Fourteen-year-old Ahmed Mohamed captured the attention of the public last Fall when he was arrested during his first weeks at MacArthur High School in Irving, Texas, for bringing a homemade clock to school to show his engineering teacher. This simple act qualified as a “hoax or perceived threat” under the school district’s codes of conduct, and even after it was established that the clock was merely a clock (despite the wires and exposed circuits), police removed Ahmed from the classroom, placed him in handcuffs, and suspended him for three days.
Ahmed is tall and thin with brown skin and glasses. His family is Muslim and they immigrated from Somali. Ahmed frequently brought his homemade inventions to Sam Houston Middle School where he was a member of the robotics club. Apparently, the clock incident was not his first brush with the school disciplinary regime. In sixth grade, Ahmed reportedly had been suspended for blowing bubbles in the bathroom with another student; on another occasion, he unsuccessfully invoked the First Amendment when faced with detention for speaking out in class; and in a third incident, after being suspended for a hallway fight, a suspension was overturned after he told the principal that he had acted in self-defense when a larger boy had choked him.
In other words, Ahmed appears not only to be a natural advocate but a young man who is comfortable with and adept at speaking up for himself – despite the draconian disciplinary policies found in many public schools in the U.S.
It is not a coincidence that administrators at the Texas secondary schools that Ahmed attended turned reflexively to punitive measures when confronted by typical adolescent misbehavior. A study by Texas A&M University found that thirty percent of Texas students in grades seven through twelve have received out-of-school suspensions, while fifteen percent were either permanently expelled or suspended more than ten times.

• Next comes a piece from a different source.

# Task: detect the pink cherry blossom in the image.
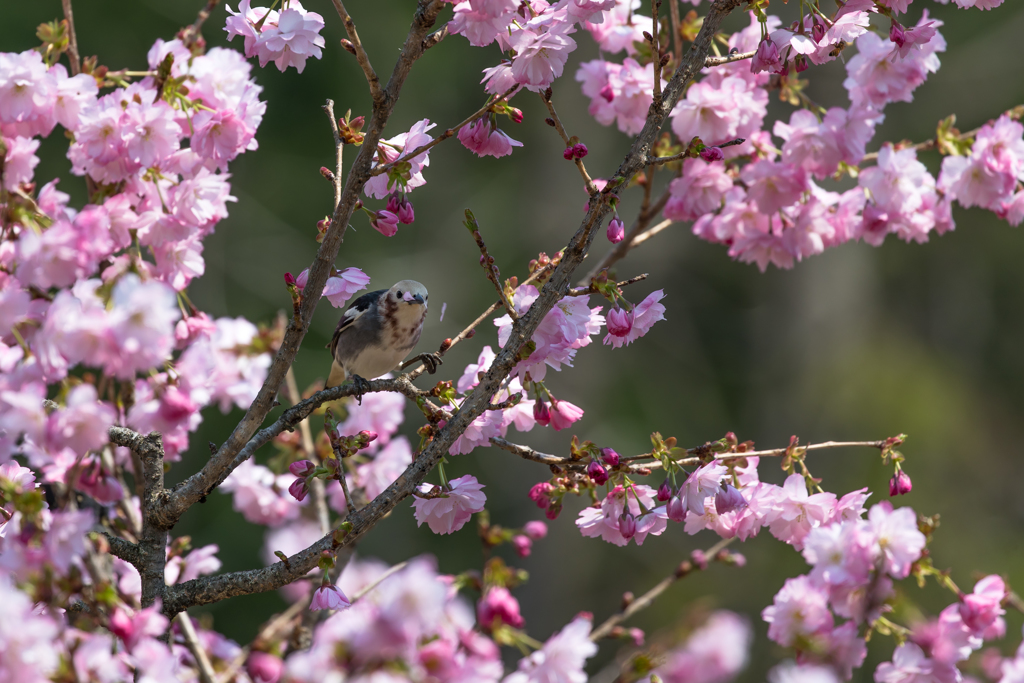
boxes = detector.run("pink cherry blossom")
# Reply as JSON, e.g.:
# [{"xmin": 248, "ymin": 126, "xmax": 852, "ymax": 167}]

In fact, schools in the Irving Independent School District share all three of the principal risk factors for the school-to-prison pipeline: they underperform on high stakes testing, providing a built-in incentive to push out low-performing students; they are underfunded, leading to overcrowded classrooms and little or no support staff for struggling students and their families, such as counselors, social workers, psychologists, and nurses; and they adhere to zero tolerance policies in which minor acts of “insubordination” and “defiance” result in long-term suspension and prosecution in juvenile court. Further, whether the result of explicit or implicit racial and ethnic bias, schools most likely to serve as feeders into the pipeline are those with fifty percent or more students of color and/or high percentages of ESL students, like those attended by Ahmed.
Several months ago, U.S. Education Secretary Arne Duncan announced plans to reduce incarceration for nonviolent offenses and to reform school discipline policies. He acknowledged that in the past three decades, U.S. spending on state and local corrections has increased almost twice as fast as spending on elementary and secondary education. He acknowledged that U.S. schools suspend approximately 3.5 million students each year and refer one quarter of a million to the police. And he acknowledged that these statistics are even more extreme for children of color and students with disabilities.
Although Secretary Duncan’s proposals to expand opportunities for quality preschool, increase teacher salaries, and provide Pell “second chance” grants to those who are incarcerated are admirable and worthy of effort, they will do little to bring about fundamental change to the punitive climate that predominates in our public schools.
The reality is that the social safety net in the U.S. is broken and that the court system – particularly the juvenile court system – now serves as the only viable source of government-funded welfare for children and families living on the economic margins. When a low-income family with a troubled child needs assistance, they can no longer find it in the community, whether at school or at a neighborhood health clinic; instead, they are referred to law enforcement in the form of school resource officers or juvenile court probation officers. It is only via these punitive systems that struggling children and their families have any meaningful chance to get the help they so desperately need.
The short-term solutions must extend beyond increasing teacher pay and acknowledging implicit bias and racism. Armed security personnel are present in three out of four U.S. high schools and in the vast majority of schools that have over one thousand students; the federal government must provide incentives to dramatically decrease their presence. There should be incentives for schools to end zero tolerance policies and to prohibit school resource officers from overseeing routine disciplinary issues. Further, all school employees should receive training in basic adolescent development as well as mediation, conflict resolution, and restorative justice practices, which have been shown to address disciplinary problems more effectively than detention, suspension, or court referral.
Ahmed’s future looks bright. His family has withdrawn him from the Irving Independent School District, and he has invitations to visit President Obama and Mark Zuckerberg. Meanwhile, however, the millions of other students across the U.S. whose typical adolescent behavior is regularly criminalized have few, if any, options. We must wait no longer to implement policies that meet their needs without pushing them out of schools and into prisons.